Mengenang 20 Tahun Tsunami Aceh, Adi Warsidi Ceritakan Pengalaman saat Meliput
Font: Ukuran: - +
Reporter : Arn
Adi Warsidi. Foto: instagram pribadi
DIALEKSIS.COM | Banda Aceh - Adi Warsidi, jurnalis senior yang mengalami langsung bencana tsunami Aceh 2004, membagikan pengalamannya saat meliput dan menjadi relawan.
"Tsunami Aceh adalah pengalaman paling berkesan dalam karir saya. Saya melihat kengerian dan kepedulian masyarakat secara langsung," kata Adi kepada DIALEKSIS saat dihubungi, Jumat (27/12/2024).
Adi mengingat saat pertama kali melihat gelombang tsunami menghantam kawasan Jeulingke, Banda Aceh, tempat tinggalnya kala itu. Air laut dari pantai Alue Naga menerjang apa saja di daratan sampai rata dan hancur.
Setelahnya, dia menyaksikan bagaimana orang-orang menyelamatkan diri, serta pemandangan kehancuran di sebagian Kota Banda Aceh. "Saya tidak percaya apa yang saya lihat. Semua terjadi begitu cepat."
Ia mengaku mengalami kesulitan dalam meliput karena infrastruktur yang rusak dan komunikasi terputus. Sampai kemudian kantor mengirimkan handphone satelit untuk memudahkan komunikasi.
Perlengkapan lainnya juga hilang karena tempat tinggalnya terkena tsunami. Pakaian hanya tertinggal beberapa saja. "Saya sendiri juga korban, tapi secara fisik dan mental masih memungkinkan untuk bekerja," katanya.
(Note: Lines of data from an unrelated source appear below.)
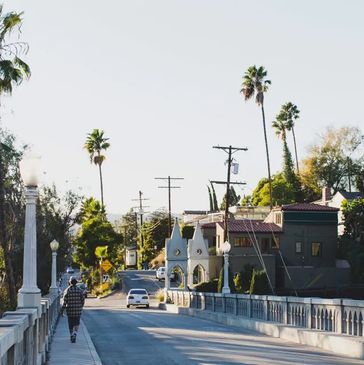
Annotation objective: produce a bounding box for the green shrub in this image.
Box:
[217,267,235,293]
[249,270,272,295]
[193,279,218,293]
[234,272,244,294]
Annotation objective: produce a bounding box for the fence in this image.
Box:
[0,295,60,365]
[167,290,364,337]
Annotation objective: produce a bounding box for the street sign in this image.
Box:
[101,260,112,271]
[102,274,110,283]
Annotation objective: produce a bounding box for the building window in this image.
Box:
[296,242,303,253]
[272,236,280,250]
[311,242,322,257]
[234,237,252,247]
[260,237,270,253]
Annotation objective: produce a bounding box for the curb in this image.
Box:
[81,319,102,365]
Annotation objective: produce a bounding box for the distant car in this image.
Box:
[76,283,87,298]
[155,266,166,281]
[126,289,149,308]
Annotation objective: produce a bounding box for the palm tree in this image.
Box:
[277,102,300,175]
[0,5,30,306]
[84,129,110,207]
[240,65,273,209]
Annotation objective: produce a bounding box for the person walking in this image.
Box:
[61,276,85,343]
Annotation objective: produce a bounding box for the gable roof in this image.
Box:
[218,219,283,233]
[281,203,339,212]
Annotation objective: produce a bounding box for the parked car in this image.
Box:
[155,266,166,281]
[76,283,88,298]
[126,289,149,308]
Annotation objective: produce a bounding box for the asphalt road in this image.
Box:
[83,272,363,365]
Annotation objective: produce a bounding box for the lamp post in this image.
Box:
[49,240,59,295]
[222,241,231,294]
[18,155,41,309]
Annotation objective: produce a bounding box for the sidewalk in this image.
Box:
[48,317,102,365]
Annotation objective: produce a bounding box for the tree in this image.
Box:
[84,129,110,206]
[207,185,214,213]
[277,102,300,175]
[343,198,364,245]
[251,173,296,206]
[240,65,273,209]
[141,211,169,262]
[0,5,30,306]
[36,185,82,293]
[272,108,302,201]
[74,198,122,268]
[210,181,219,212]
[300,127,364,196]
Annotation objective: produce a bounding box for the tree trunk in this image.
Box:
[292,127,300,175]
[0,131,16,307]
[261,101,273,210]
[99,155,104,208]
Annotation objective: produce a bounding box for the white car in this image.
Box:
[155,266,166,281]
[126,289,149,308]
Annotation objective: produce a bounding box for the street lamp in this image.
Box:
[18,155,41,308]
[49,240,59,295]
[221,241,231,294]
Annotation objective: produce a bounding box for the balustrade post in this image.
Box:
[221,294,226,313]
[263,295,268,321]
[335,299,344,334]
[305,299,312,329]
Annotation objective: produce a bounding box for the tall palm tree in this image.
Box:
[0,5,30,306]
[84,129,110,207]
[277,102,300,175]
[240,65,273,209]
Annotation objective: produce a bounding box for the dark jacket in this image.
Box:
[61,285,85,317]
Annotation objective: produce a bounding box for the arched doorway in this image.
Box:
[192,265,206,284]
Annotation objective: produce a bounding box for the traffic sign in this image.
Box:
[101,260,112,271]
[102,274,110,283]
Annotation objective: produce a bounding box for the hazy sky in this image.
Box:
[2,0,364,213]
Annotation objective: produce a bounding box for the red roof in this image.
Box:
[282,203,339,212]
[201,222,216,229]
[218,219,282,233]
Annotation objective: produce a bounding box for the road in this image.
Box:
[83,272,363,365]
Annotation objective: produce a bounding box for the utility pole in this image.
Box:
[132,190,149,263]
[155,176,184,237]
[211,146,248,242]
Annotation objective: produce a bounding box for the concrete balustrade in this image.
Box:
[0,295,60,365]
[167,290,364,337]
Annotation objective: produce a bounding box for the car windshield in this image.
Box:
[129,289,147,294]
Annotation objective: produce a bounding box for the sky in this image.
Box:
[1,0,364,214]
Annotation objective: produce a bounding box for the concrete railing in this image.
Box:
[0,295,60,365]
[167,290,364,337]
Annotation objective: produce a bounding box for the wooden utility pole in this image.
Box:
[211,146,248,242]
[155,176,184,237]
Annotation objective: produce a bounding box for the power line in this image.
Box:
[154,176,184,236]
[211,145,248,242]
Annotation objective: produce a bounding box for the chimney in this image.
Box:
[322,186,331,205]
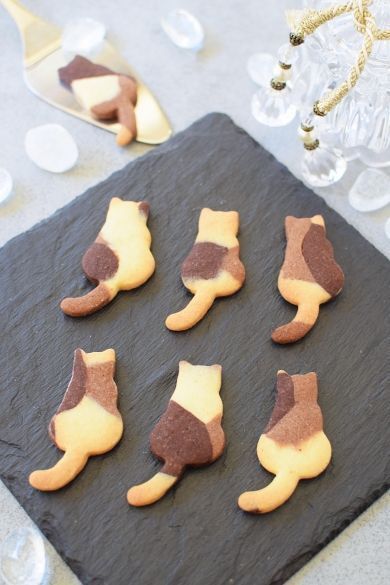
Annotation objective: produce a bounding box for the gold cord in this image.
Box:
[290,0,390,116]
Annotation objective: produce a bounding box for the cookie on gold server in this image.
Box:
[165,208,245,331]
[29,349,123,491]
[238,370,332,514]
[58,55,137,146]
[272,215,344,343]
[61,197,155,317]
[127,361,225,506]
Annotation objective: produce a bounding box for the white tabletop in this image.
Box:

Sambil meliput, Adi juga menjadi relawan untuk membantu korban tsunami bersama kawan-kawan aktivis yang tersisa.
"Saya ingin membantu langsung. Kami bekerja sama dengan relawan dari luar Aceh, tim medis dan organisasi non-pemerintah untuk mencari bantuan, hingga menyalurkan ke pengungsian. Saya bahkan ikut mengangkat beras dan makanan pokok untuk diberikan ke warga."
Adi menekankan pentingnya kerja sama dan solidaritas masyarakat dalam menghadapi bencana, serta siaga terhadap berbagi ancaman bencana di kemudian hari.
"Tsunami Aceh mengajarkan saya tentang pentingnya empati dan kepedulian. Sebagai jurnalis, saya harus siap menghadapi situasi darurat dan memberikan informasi akurat," tambahnya.
Setelah dua dekade tsunami Aceh, dia berharap para pihak terus mewariskan pengetahuan tentang gempa dan tsunami, agar generasi ke depan lebih siap jika bencana serupa datang lagi.
"Dalam banyak kajian keilmuan, tsunami telah berulang kali melanda Aceh dalam periode tertentu. Kita tak bisa memprediksi, tapi dapat lebih siap menghadapinya," pungkasnya.